Is it possible for a vector clock to be greater than another but they are not ancestor related?

270 views Asked by At

very new to distributed system, just start reading the dynamo paper 4.4 Data Versioning, so my understanding could be off.

Taking the example in the doc, the last step is to reconcile D3 and D4 to D5, but what if the user only retrieved D3 (IIUC this is possible, since there are multiple version of the data lingering in the system, I am not guaranteed to retrieve both D3 and D4, I can even read D1/D2), and without knowing the presence of D4, user updated D3 to D5 and by coincidence, the D5 is also processed by Sz(which processed D4). Doesn't it make D5 looks like a descendant of D4?:

D4([Sx,2],[Sz,1]) vs D5([Sx,2],[Sy,1],[Sz,1])

but this is wrong, either the step I described is not possible or the vector clock has some order requirement?

I see vector clock to carry less information than a linear history log, ie ([Sx,2],[Sy,1]) doesn't tell me the order of the action which took place, it could be expand to different time series like [Sx,Sy,Sx] or [Sy,Sx,Sx] or [Sx, Sx, Sy]?

enter image description here

2

There are 2 answers

3
Mike Dinescu On

Vector clocks by themselves are not enough to prevent the type of data inconsistency you describe.
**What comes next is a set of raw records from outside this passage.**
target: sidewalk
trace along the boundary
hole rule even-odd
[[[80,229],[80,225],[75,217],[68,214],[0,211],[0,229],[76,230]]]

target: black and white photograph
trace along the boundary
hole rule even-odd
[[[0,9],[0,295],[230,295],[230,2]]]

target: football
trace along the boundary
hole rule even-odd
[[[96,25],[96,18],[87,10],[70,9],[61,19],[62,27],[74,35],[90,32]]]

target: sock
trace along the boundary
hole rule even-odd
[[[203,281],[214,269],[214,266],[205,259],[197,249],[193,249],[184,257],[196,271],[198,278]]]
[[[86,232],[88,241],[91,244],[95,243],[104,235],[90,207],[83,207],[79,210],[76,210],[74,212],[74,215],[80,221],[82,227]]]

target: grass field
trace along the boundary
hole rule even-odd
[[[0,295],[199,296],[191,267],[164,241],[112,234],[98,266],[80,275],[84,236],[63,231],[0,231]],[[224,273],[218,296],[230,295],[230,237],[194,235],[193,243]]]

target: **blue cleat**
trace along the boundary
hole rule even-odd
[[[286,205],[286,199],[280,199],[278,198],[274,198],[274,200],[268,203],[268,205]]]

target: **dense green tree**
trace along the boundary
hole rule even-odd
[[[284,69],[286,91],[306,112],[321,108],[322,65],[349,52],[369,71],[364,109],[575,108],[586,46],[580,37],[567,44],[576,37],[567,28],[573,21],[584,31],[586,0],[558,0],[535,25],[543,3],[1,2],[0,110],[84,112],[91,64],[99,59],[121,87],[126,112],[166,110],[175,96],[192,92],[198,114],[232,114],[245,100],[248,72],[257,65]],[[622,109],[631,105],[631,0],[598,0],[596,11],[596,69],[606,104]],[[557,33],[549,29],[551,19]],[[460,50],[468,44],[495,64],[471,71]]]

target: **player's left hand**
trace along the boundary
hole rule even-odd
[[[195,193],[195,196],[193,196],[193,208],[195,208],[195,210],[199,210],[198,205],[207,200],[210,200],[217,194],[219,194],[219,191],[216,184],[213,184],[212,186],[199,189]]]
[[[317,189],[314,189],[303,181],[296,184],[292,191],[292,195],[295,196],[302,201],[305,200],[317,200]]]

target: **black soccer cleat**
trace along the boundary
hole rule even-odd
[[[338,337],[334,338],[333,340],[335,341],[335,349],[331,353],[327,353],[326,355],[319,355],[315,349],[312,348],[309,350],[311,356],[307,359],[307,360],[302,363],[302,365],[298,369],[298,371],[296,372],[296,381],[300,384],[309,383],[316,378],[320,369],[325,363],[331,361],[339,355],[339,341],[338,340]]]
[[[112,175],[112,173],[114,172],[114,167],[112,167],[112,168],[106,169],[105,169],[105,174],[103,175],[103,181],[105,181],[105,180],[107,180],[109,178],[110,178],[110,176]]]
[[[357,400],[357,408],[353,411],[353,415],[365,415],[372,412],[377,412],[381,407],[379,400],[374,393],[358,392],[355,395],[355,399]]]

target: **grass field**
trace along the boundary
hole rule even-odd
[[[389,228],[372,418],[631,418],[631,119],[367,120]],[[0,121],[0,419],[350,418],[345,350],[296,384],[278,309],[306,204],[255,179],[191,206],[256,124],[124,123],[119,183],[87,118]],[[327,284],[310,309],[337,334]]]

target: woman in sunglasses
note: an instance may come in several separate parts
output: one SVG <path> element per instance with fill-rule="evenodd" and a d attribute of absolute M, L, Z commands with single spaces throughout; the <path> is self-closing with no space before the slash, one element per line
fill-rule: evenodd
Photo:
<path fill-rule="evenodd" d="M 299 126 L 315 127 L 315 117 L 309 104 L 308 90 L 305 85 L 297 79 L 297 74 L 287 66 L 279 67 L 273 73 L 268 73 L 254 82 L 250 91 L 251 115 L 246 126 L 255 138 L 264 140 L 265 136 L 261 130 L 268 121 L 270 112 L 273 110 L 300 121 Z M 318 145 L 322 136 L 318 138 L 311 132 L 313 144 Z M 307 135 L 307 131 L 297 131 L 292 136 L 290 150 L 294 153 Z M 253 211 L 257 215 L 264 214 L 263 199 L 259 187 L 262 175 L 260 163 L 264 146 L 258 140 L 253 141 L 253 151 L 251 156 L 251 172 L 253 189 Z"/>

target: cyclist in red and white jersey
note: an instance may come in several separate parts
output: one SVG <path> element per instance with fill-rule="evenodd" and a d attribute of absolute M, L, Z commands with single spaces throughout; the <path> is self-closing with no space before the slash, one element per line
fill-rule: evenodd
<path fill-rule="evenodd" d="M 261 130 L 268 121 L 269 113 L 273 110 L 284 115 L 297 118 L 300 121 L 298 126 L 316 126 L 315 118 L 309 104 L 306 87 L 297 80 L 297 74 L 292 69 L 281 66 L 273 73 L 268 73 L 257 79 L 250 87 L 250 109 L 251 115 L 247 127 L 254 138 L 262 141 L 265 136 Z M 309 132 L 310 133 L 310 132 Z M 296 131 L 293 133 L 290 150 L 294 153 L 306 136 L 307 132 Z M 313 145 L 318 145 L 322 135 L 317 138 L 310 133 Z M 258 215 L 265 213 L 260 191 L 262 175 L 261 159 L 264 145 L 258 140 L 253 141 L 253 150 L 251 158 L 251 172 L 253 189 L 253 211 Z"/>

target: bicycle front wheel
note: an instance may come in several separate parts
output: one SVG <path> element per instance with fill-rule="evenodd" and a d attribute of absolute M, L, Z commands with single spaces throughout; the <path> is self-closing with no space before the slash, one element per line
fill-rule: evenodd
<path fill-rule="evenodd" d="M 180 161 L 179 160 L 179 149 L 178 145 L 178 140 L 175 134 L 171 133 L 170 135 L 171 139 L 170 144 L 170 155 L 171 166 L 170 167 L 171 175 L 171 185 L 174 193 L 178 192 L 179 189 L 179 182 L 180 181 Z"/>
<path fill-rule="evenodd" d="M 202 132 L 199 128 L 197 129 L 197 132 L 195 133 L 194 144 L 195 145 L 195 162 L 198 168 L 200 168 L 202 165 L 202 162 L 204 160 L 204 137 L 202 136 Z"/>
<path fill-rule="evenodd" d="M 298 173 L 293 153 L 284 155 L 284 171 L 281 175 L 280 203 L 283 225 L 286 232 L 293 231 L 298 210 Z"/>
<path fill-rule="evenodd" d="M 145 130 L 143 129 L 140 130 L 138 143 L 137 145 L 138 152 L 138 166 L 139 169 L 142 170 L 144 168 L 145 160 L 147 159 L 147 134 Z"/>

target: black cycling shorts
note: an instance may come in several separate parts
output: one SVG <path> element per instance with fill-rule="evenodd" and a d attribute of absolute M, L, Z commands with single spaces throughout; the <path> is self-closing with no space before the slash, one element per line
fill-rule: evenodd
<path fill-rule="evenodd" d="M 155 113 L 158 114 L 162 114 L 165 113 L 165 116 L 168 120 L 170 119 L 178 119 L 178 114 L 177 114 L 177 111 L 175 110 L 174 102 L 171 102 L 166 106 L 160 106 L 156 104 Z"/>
You need something more: a consensus algorithm. Multiple such well studied protocols exist and they all are all designed to ensure that your data doesn’t end up in a state like you described.

For example, with a quorum protocol you could mandate that a majority of the nodes in the system must “observe” an update in order to be valid. And unless that happens, the write is considered invalid and rejected. Coupled with a vector clock you end up with a distributed system that is resilient to the type of problem you showed

0
Prabhath On

If the D5' is handled by Sz, then it already knows about D4, D5 will be ([Sx2,Sz2]) instead of D5([Sx,2],[Sy,1],[Sz,1]).

If D5" is handled by Sy then, it knows about D3, and D5 will be ([Sx2,Sy2])

If both of them happen then they are both causally independent and cannot be reconciled later.